Nonverbal communication is a very important aspect in nurse-client relationships. What can the nurse do to help gain trust in clients? Select all that apply. a) Use gestures intentionally to illustrate points, especially for clients who cannot communicate verbally b) Do not look the client in the eye c) Do not use facial expressions such as rolling the eyes or looking bored or disgusted d) Laugh a lot, which puts the client at ease e) Make sure that dress and appearance are professional

• Make sure that dress and appearance are professional • Do not use facial expressions such as rolling the eyes or looking bored or disgusted • Use gestures intentionally to illustrate points, especially for clients who cannot communicate verbally Explanation: The physical appearance of the nurse sends a message to the client. Thus, it is important for nurses to ensure that their dress and appearance are professional. Facial expressions should be relaxed, caring, and interested. Facial expressions common in social situations (eg, rolling the eyes, looking bored or disgusted) reduce trust. The nurse uses gestures intentionally to illustrate points, especially for clients who cannot communicate verbally. The nurse may point with a finger or gesture an action, such as pretending to drink or pointing to the bathroom.

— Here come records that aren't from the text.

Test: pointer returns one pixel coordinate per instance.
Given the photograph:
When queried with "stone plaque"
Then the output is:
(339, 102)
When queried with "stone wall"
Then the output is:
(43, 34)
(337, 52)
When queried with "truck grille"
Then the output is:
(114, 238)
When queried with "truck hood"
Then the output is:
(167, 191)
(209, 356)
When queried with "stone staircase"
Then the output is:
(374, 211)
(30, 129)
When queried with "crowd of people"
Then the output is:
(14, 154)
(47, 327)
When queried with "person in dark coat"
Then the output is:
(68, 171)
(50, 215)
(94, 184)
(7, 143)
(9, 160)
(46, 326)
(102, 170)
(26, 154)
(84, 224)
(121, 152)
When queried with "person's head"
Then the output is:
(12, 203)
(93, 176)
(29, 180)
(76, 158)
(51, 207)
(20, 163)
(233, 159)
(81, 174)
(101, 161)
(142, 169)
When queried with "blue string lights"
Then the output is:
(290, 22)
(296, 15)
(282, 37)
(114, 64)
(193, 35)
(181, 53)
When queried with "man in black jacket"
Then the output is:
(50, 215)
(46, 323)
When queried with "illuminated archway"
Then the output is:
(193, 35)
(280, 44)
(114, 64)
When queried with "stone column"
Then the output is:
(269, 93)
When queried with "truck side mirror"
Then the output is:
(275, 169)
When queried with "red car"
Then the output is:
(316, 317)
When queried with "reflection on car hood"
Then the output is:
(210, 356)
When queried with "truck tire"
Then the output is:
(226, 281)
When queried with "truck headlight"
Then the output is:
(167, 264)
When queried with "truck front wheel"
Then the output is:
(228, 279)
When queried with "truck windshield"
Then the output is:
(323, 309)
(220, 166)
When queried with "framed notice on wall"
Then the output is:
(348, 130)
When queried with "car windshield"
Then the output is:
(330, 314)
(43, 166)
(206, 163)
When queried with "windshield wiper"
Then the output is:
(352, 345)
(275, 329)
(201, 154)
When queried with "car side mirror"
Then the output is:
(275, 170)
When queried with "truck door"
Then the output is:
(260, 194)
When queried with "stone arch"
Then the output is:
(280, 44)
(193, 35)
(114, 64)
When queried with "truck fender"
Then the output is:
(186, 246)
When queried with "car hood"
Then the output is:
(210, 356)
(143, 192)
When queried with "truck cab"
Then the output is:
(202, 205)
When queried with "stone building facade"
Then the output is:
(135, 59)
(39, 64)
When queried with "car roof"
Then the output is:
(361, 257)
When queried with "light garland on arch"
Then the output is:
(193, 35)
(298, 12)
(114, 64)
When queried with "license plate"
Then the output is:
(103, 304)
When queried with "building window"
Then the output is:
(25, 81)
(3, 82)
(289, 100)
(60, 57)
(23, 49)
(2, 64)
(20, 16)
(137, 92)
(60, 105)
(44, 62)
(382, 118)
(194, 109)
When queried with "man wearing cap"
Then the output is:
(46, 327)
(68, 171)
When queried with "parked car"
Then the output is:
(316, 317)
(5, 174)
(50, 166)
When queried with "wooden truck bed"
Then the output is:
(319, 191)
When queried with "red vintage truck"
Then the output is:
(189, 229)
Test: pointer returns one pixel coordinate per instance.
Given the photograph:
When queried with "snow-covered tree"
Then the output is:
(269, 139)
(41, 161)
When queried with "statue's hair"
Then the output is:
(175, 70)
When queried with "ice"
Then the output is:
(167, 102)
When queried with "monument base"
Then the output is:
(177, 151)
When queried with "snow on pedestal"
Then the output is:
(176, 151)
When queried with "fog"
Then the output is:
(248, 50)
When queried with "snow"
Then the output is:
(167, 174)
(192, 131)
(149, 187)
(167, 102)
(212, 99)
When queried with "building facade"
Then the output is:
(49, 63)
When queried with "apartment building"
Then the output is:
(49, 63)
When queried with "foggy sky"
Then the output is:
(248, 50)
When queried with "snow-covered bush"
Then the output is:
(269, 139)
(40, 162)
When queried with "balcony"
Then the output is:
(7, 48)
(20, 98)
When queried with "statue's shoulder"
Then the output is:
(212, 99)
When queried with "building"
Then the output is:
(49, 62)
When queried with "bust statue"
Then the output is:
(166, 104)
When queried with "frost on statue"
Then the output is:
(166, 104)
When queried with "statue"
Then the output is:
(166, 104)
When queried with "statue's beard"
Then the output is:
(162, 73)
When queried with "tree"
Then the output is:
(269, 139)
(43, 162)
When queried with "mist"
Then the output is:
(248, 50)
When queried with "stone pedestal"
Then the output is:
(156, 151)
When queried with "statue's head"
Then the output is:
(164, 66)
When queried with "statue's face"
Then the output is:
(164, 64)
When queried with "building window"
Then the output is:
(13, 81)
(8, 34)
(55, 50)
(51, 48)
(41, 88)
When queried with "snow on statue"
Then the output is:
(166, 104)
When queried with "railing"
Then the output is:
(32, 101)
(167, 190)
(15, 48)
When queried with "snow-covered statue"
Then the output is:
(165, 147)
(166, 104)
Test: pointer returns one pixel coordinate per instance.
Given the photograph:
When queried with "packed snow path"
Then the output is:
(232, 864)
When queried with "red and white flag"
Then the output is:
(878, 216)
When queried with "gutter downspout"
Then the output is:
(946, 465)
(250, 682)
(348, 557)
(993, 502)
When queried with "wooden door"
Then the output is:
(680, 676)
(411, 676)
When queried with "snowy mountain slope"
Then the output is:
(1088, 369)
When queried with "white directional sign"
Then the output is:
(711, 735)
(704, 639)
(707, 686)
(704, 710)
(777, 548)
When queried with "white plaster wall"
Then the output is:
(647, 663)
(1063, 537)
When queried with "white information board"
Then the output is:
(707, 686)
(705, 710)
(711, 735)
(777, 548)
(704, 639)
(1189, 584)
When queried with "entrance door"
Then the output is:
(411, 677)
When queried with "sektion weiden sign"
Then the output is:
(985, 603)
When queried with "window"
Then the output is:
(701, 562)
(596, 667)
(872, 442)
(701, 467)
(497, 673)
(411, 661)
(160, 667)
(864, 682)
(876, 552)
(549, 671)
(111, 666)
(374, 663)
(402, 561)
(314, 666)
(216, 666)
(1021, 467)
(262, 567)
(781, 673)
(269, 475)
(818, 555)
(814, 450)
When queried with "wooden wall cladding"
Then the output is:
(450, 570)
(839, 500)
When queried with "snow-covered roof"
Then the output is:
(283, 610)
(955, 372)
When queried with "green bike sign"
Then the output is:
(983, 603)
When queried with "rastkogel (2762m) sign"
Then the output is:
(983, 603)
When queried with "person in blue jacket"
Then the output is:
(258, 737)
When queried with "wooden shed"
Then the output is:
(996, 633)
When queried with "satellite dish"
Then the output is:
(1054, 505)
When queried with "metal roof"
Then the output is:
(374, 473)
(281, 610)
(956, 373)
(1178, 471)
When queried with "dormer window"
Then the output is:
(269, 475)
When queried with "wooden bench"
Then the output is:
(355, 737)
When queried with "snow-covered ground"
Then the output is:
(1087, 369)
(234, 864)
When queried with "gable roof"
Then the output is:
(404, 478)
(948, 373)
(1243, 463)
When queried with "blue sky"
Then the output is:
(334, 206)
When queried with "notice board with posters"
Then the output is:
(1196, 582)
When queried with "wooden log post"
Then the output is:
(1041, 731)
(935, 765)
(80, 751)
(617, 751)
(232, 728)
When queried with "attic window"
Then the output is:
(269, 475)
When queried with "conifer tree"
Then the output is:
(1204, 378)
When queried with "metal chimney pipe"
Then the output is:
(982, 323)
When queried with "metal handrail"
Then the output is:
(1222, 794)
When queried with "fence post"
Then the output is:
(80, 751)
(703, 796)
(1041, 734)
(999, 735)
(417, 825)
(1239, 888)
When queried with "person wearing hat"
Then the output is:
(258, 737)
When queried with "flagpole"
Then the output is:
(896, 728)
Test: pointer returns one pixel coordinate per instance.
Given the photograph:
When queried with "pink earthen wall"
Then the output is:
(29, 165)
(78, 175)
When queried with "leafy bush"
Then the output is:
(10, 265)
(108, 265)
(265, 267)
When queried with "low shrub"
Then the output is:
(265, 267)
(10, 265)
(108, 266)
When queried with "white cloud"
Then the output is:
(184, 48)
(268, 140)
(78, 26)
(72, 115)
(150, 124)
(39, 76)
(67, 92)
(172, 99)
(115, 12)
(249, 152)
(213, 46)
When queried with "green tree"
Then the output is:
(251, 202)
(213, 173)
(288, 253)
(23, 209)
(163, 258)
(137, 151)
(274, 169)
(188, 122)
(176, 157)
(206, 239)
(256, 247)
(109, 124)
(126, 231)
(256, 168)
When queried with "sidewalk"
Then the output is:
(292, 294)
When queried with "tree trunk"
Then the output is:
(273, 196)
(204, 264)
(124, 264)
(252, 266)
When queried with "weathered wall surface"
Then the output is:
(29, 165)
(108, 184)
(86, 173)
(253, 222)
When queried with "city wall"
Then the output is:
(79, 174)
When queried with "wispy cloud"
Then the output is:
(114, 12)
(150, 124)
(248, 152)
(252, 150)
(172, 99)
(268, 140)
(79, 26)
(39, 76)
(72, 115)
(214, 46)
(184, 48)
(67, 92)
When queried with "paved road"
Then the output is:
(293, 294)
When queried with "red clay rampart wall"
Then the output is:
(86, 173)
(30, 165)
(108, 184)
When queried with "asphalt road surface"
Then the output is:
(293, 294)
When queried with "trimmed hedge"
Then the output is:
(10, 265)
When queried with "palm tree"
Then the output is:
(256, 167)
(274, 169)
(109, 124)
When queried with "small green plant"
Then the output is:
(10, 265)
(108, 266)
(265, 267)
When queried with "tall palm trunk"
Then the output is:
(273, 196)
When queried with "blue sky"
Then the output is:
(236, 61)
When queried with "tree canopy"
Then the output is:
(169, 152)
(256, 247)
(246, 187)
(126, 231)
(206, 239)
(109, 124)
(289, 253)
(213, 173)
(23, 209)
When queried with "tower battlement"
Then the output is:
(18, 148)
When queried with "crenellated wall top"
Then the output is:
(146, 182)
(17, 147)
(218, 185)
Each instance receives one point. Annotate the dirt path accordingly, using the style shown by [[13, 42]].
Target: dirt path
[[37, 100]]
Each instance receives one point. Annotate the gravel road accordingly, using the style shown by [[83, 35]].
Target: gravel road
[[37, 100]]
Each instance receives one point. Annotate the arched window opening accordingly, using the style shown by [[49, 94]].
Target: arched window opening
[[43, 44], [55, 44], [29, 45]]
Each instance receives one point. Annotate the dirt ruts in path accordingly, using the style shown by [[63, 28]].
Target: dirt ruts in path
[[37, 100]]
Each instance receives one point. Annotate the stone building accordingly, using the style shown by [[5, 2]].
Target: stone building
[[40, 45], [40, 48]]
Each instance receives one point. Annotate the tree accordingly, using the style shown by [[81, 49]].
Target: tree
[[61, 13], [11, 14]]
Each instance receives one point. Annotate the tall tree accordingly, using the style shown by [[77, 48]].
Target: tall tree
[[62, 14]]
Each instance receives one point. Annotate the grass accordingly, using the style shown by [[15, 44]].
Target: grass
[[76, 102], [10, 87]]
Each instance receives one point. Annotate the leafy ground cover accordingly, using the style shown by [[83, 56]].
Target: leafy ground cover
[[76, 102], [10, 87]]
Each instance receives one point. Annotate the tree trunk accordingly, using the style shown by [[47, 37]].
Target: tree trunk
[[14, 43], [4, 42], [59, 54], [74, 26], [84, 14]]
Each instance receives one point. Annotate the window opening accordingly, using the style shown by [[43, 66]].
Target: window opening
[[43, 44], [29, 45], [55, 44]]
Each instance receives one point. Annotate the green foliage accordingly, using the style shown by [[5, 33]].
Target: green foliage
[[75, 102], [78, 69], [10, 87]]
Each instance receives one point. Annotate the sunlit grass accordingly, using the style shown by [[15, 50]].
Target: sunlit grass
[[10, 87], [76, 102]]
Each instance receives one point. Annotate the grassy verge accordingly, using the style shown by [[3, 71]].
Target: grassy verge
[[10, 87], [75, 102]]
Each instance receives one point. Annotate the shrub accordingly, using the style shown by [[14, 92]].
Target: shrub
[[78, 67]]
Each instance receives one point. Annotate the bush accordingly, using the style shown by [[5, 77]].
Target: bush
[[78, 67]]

A nurse who may be shy in social situations may exhibit excellent therapeutic communication by what? Select all that apply. a) Communicating nonverbally through facial expression b) Using touch c) Using silence d) Discussing alternative treatment options e) Giving advice

• Using silence • Using touch • Communicating nonverbally through facial expression Explanation: Because of the nurse-client relationship, the nurse in the professional role listens more than talks. Those who might be shy in social situations may exhibit excellent therapeutic communication not by talking but by communicating nonverbally through presence, facial expression, or touch. This makes giving advice and discussing alternative treatment options incorrect answers

When a client responds to a question with a "yes" or "no" answer, what appropriate responses by the nurse encourage the client to elaborate? (Select all that apply.) a) Go on b) Yes c) Okay d) I see e) Um hum

• Yes • Um hum • Go on Explanation: These responses encourage clients to say more and continue the conversation. They show clients that the nurse is interested. The nurse may nod the head or say "Um hum," "Yes," or "Go on" to cue clients to keep talking. Responses of "I see" and "Okay" do not encourage elaboration by the client and are therefore incorrect.